What’s Jamie doing? Well, he’s been working for Scientists and Engineers for America, doing policy analysis and activism training for them. Before that, he was a post-doc in Texas, working on gene therapy in PZ Myers own model organism, the zebrafish. He’s getting ready to begin a policy fellowship through AAAS, working on science policy at a federal agency.
That’s not just happy thoughts, that’s work in the trenches, trying to change how science is perceived by politicians and the public. To pretend that Jamie is politically disengaged is absurd, and, to borrow a term from Dawkins, ignorant.
But what about other “accommodationists”? Are we all milquetoasts on Perry’s anti-science remarks? Hardly. As you probably know, I’m one of the more vocal people who get tagged as “accommodationists,” and I’ve been rather vocal about Perry’s statement.

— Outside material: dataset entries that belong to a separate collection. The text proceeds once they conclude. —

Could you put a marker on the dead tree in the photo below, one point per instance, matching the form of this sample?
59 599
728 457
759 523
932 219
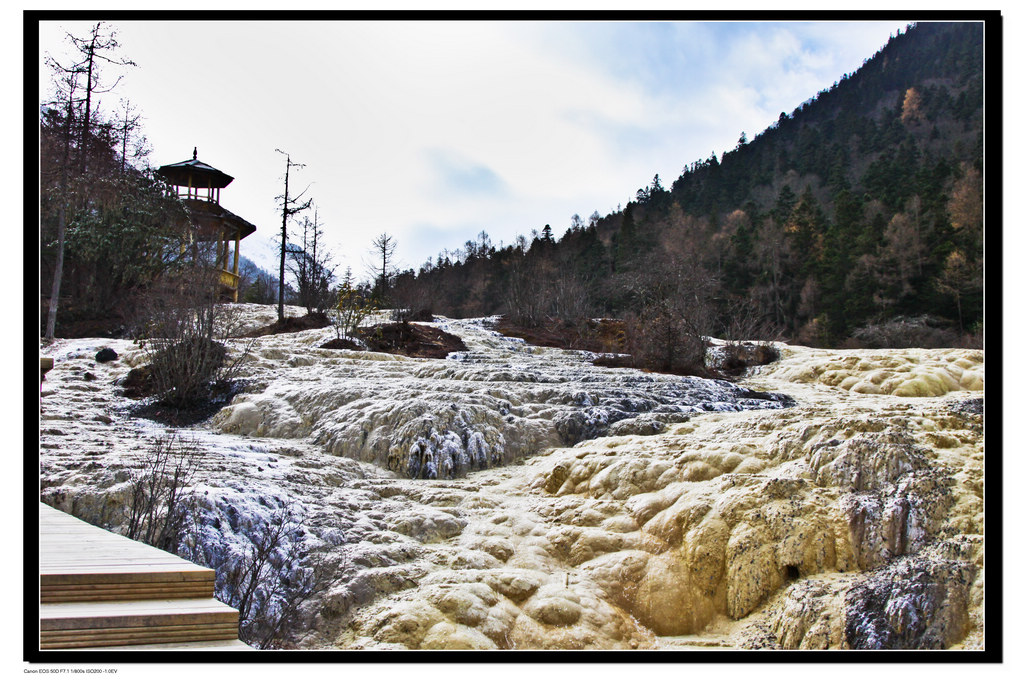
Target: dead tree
289 207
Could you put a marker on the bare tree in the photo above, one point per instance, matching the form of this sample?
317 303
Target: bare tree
384 247
311 267
289 207
78 110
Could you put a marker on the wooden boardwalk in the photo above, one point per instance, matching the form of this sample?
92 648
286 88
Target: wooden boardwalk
98 589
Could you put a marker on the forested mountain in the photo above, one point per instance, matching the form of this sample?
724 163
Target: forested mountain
861 207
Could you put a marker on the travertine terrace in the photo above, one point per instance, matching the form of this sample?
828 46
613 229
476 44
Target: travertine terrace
515 497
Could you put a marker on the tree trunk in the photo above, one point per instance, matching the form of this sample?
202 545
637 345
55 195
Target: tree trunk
51 314
284 246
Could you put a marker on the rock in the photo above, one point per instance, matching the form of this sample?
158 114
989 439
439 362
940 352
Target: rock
107 355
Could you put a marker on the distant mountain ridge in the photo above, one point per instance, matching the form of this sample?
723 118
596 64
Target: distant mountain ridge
860 208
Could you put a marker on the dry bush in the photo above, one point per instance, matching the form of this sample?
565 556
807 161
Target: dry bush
920 332
158 497
182 330
266 591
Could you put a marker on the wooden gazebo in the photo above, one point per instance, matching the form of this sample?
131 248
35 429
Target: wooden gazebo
199 185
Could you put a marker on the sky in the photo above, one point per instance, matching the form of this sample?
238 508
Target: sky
435 131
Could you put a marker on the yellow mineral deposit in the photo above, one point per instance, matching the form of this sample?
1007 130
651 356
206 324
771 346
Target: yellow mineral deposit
725 526
852 519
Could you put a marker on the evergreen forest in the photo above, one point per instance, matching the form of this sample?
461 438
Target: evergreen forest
855 219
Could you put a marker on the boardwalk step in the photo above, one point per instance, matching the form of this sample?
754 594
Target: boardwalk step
99 590
112 624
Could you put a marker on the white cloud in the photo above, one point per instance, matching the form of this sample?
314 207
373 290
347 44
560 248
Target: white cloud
464 126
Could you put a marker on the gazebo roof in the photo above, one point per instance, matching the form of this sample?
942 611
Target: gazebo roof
196 173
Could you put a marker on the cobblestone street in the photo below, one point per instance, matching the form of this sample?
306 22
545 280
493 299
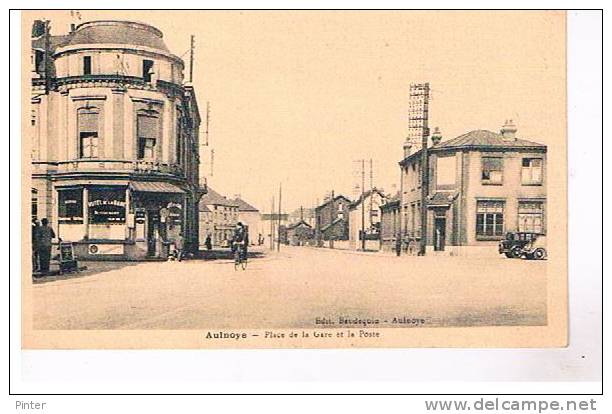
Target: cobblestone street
295 287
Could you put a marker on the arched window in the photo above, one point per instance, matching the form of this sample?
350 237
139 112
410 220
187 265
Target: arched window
147 131
179 137
88 132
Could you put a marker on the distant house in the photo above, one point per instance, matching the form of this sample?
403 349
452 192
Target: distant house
368 208
389 223
298 234
249 215
218 218
482 184
269 225
332 219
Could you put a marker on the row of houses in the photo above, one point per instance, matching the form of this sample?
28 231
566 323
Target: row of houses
219 215
480 185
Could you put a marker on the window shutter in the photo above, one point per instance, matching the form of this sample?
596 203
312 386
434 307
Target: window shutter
147 126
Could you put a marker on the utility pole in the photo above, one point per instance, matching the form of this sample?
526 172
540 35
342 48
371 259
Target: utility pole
362 205
280 195
272 225
191 50
371 192
424 170
399 236
47 60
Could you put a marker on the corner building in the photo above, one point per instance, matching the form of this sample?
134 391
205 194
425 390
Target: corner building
114 140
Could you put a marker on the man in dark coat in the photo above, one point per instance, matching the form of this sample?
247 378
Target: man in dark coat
45 241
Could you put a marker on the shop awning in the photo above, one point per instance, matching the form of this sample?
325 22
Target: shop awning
155 187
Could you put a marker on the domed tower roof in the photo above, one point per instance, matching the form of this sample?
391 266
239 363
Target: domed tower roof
118 32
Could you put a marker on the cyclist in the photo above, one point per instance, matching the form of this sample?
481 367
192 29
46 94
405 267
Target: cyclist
240 240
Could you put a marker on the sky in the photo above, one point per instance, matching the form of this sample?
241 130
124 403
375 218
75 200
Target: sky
297 98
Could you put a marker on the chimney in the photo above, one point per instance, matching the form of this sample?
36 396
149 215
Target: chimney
508 131
436 137
407 148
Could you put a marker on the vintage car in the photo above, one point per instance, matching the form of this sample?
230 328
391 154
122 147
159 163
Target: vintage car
535 249
514 242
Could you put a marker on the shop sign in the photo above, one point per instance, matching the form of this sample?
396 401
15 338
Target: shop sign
140 216
106 207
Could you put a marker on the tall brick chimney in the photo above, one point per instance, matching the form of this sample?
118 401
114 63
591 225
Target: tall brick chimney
508 131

I told Politifact Texas that Perry’s remark was “false,” and that’s how they graded it. I told Talking Points Memo, “The idea that the standards require or even permit the teaching of creationism is wrong. … Under almost almost any plausible interpretation of what he said it’s either not true or he’s advocating something that’s unconstitutional.” On this blog, I wrote, “he’s not just wrong, but advocating a policy struck down as unconstitutional by the Supreme Court 24 years ago… to claim it as a statewide policy is simply false, and Perry’s been involved in Texas politics long enough to know better. … Perry’s creationist ideas were as wrong and inappropriate for science classes 27 years ago as they are today.”
That’s not “psycho-mojo.” It’s not passivity and silence. In my private life, including this blog, I’m happy to state unequivocally that Rick Perry should never be President of anything, even his local kennel club. Talking to reporters on NCSE’s dime, IRS regulations forbid me from commenting on political campaigns, so saying that his claims about science education are nonsense is about as far as I can go in that setting.
And if anyone doubts that I (again, a prominent accommodationist) think evolution denial is anything but a mark of science illiteracy, you need only consult the post where I address that exact question, or my comment in Science magazine:
Joshua Rosenau of the National Center for Science Education in Oakland, California, which has fought to keep creationism out of the science classroom, … “Whatever the cultural context or reasons for it, rejection of evolution has profound consequences for a person’s ability to fully integrate new and existing science into their own lives, to participate in their own medical care and in the 21st century economy,” he says. “If NSF’s surveys downplay that fundamental concept, they will be measuring science literacy in name only.”
PZ closes with a contorted analogy between Jamie and McCarthyites, a maneuver that only narrowly evades a Godwin violation, and about which the less said, the better.
Note, too, that PZ now declares himself an “activist,” and apparently an expert on political rhetoric and tactics. Which is amusing, since not long ago he declared, “I’m no good at politics, I freely admit.” Maybe he should set aside his own non-expertise and the guidance of someone who doesn’t even live in the US, and listen to people who deal with US politics and especially the politics of science full-time.